Rev. 1.0 YYYY-MM-DD - initial version
System Architecture
Here you should describe the high-level
architecture of your system: the major pieces and how they fit together. Use graphical notations as much as possible
in preference to English sentences. For
example, you could describe the architecture using UML, or a finite automaton,
if your system lends itself to these descriptions. Try to use standard
architectural elements (e.g., pipe-and-filter, client-server, event-based). Make
sure to describe the major interfaces between components.
Design Details
In this section go those important facets that
are not at the level of “architecture,” such as descriptions of critical
algorithms, protocols, and key invariants.

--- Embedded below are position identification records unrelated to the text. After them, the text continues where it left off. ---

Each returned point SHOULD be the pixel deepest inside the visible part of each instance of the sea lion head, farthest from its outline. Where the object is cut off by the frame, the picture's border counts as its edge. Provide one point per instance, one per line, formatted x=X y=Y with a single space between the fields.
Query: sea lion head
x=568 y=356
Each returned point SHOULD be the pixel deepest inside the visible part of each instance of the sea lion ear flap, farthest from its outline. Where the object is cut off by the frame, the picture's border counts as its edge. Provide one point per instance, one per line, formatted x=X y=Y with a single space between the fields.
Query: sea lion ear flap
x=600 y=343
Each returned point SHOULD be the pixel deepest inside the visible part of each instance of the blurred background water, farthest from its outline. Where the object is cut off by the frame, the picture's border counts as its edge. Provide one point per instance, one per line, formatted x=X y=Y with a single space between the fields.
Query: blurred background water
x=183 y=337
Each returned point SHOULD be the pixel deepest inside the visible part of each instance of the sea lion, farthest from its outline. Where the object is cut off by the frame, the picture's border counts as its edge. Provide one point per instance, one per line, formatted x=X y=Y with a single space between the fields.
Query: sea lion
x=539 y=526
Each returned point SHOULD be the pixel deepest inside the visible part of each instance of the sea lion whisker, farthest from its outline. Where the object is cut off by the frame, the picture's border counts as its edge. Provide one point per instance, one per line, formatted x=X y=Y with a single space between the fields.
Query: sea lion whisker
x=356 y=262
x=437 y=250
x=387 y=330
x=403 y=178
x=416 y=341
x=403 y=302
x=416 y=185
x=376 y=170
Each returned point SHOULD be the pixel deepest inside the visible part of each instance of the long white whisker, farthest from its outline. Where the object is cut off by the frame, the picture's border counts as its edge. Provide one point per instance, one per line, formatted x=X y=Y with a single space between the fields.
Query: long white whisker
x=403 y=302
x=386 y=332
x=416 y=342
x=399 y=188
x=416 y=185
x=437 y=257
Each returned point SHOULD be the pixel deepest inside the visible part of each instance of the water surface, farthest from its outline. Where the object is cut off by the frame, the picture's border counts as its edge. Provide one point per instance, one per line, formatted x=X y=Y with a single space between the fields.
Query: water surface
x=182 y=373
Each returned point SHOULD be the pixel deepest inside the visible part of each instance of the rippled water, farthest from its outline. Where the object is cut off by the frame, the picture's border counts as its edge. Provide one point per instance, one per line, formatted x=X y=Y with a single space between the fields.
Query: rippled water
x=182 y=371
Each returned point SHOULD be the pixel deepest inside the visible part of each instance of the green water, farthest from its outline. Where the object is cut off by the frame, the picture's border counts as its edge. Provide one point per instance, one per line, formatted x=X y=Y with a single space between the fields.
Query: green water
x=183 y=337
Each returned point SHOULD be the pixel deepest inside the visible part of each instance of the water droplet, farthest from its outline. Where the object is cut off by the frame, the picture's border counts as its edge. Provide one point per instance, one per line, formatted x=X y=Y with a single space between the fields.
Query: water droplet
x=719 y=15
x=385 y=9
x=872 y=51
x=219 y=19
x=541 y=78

Also, wherever possible items should be linked back to your
specification. Ideally, you can match up
everything in the specification with where it is implemented in the design.
Testing plan
In this section goes a brief description of how
you plan to test the system. Thought
should be given to how mostly automatic testing
can be carried out, so as to maximize the limited number of human hours you
will have for testing your system. The
purpose of this section is a reality check that your design will in fact be
testable with a reasonable effort. You
should specifically discuss design decisions that affect testing, and describe
any test interfaces built into the system in this section. You must discuss
here your plans for unit testing (approach, when are they created, when are
they run), integration testing (what order), system testing (what kind), regression
testing (how are you going to organize and run them)
Plan
From your design you should prepare a plan. In particular, you should list all of
the tasks to be done, a preliminary assignment of tasks to people in the group, estimates of the time for each task, dependencies between tasks, and a
preliminary division into builds (e.g., which features are implemented in the first build, second build, and so on).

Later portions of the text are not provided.